Even assuming arguendo that the SEC’s superficial discussion was enough to meet its burden under First City, the panel’s claim that petitioners did not adequately raise the issue of the consideration they provided turns on a quibble. Before the Commission they argued that the disgorgement should be zero, because they gave up their stock, which they asserted was “actually worth the amount for which it was sold” and whose value had been found by the administrative law judge to be based on Starnet’s “dramatic business success.” Brief in Support of Petition for Review of Respondent Christopher H. Zacharias at 18 (Oct. 17, 2005). As my analysis above indicates, I do not regard this analysis as complete, for it doesn’t address the obstacles to petitioners’ contemporaneously and lawfully realizing that value. But the Commission’s only response was to say that the stock was sold illegally, so that (non sequitur of the day!) petitioners must forego all proceeds. The Commission offered no argument as to how compliance with the requirement of filing a registration statement would have reduced petitioners’ proceeds; it stood simply on the raw fact of illegality. Before us, though the majority claims otherwise, Maj. Op. at 473-74 n. 3, petitioners’ attack on the SEC’s failure to restore the status quo ante has drawn our attention also to the value of the options, which were unequivocally theirs. “The options issued to Carley were valid and ... Carley had a valuable property right in the options and then in the underlying stock subject to the options.” Carley Opening Br. 19. And, as the argument suggests, the value of the stock was mathematically tied to the value of the options, the only difference being the contractually prescribed exercise price. Even if we regard as extreme petitioners’ alternative calculation (showing no excess of illegitimate over legitimate proceeds), the SEC never attacked their calculation by pointing to obstacles to petitioners’ lawful realization of identical proceeds. Thus, again assuming that the Commission met its initial First City burden, petitioners’ claim was enough to switch the burden back to the SEC to show why its order properly accounted for all property legally owned prior to the scheme.
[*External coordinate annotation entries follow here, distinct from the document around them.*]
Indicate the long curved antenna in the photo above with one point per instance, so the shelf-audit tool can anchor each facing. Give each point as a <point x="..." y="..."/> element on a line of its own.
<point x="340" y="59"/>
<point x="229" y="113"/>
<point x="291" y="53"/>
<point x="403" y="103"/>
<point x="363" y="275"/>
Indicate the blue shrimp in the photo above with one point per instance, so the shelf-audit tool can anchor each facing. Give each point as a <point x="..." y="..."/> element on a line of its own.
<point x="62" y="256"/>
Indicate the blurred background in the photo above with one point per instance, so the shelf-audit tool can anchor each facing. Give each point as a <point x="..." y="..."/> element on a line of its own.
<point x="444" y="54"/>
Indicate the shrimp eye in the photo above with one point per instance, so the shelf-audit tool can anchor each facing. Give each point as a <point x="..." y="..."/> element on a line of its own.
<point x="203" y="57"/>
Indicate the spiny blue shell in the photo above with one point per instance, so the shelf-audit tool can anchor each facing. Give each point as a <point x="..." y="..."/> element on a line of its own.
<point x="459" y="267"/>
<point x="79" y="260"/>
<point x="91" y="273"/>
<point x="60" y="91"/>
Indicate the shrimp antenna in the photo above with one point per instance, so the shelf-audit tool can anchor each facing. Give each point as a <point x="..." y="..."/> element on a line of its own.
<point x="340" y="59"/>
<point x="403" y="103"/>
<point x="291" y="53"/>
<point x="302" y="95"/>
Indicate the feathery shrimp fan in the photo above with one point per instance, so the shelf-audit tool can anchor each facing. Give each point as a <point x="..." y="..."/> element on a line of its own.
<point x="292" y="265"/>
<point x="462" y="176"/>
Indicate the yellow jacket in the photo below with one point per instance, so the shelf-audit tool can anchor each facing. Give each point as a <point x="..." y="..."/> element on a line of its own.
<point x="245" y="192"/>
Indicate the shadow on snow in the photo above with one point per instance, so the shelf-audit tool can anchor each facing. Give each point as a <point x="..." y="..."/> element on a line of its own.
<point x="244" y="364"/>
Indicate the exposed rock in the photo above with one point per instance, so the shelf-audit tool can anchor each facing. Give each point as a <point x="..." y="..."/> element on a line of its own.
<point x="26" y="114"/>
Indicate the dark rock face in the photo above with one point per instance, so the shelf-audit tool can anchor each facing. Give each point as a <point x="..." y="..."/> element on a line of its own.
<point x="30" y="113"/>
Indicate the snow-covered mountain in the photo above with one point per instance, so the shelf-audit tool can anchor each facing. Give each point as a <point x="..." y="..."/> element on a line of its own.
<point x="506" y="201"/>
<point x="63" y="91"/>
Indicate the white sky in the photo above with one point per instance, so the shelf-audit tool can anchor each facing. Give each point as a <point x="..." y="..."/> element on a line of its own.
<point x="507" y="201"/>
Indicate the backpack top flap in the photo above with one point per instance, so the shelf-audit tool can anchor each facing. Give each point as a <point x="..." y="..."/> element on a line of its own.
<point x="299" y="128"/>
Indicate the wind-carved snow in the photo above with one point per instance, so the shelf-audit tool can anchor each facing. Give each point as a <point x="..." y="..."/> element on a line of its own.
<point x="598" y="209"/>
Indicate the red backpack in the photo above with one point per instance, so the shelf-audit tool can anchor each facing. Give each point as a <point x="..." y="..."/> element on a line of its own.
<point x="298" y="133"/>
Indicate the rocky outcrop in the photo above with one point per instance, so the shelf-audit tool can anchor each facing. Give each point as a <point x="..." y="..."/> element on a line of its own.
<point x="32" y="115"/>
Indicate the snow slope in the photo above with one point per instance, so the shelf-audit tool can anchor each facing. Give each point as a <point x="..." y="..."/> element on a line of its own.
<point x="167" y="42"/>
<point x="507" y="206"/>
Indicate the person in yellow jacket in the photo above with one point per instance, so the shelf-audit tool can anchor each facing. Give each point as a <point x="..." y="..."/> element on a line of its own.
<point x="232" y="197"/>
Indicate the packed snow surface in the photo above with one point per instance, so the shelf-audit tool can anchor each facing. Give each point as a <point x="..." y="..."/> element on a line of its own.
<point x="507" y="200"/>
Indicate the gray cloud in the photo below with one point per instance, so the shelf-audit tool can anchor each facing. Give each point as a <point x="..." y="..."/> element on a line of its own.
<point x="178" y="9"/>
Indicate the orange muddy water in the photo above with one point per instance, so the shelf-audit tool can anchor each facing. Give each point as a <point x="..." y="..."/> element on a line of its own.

In discussing this same jurisdictional argument, the majority seems to suggest that the petitioners’ attack on the SEC’s order as failing to restore the status quo ante was somehow “not aimed at the Commission’s calculation of ill-gotten profits.” Maj. Op. at 473-74 n. 3. But the majority correctly states that the very reason disgorgement is not a penalty is because “disgorgement restores the status quo ante by depriving violators of ill-gotten profits.” Maj. Op. at 471 (emphases added). An *477attack on the SEC’s order as one that failed to restore the status quo ante, which was indisputably advanced below, see SEC Opinion at 44 (responding to the argument that “disgorgement would not return Mr. Zacharias to the status quo ante” (internal quotations omitted)), is therefore by definition an attack on the SEC’s calculation of ill-gotten profits. Petitioners’ argument, both before the Commission and us, has been that the SEC’s calculation of ill-gotten profits was flawed because petitioners would have received the same profits even if they had acted lawfully. While it is true the petitioners argued they should not return any of their proceeds, that was because they claimed that the SEC’s calculation was inappropriate, not because of any notion that disgorgement can never be properly applied in the context of a § 5 violation, as the majority seems to suggest. Thus, I fail to see anything meaningful in the distinction the majority claims exists between the arguments advanced by petitioners and the arguments discussed here, see Maj. Op. at 473-74 n. 3, apart from the quibble over option value versus stock value.

I would remand to the SEC for it either to explain why the mere presence of options, as opposed to cash, justifies its dispensing with the process outlined in First City and Bilzerian, or to make an initial calculation of the value petitioners could have legitimately and contemporaneously realized from their options.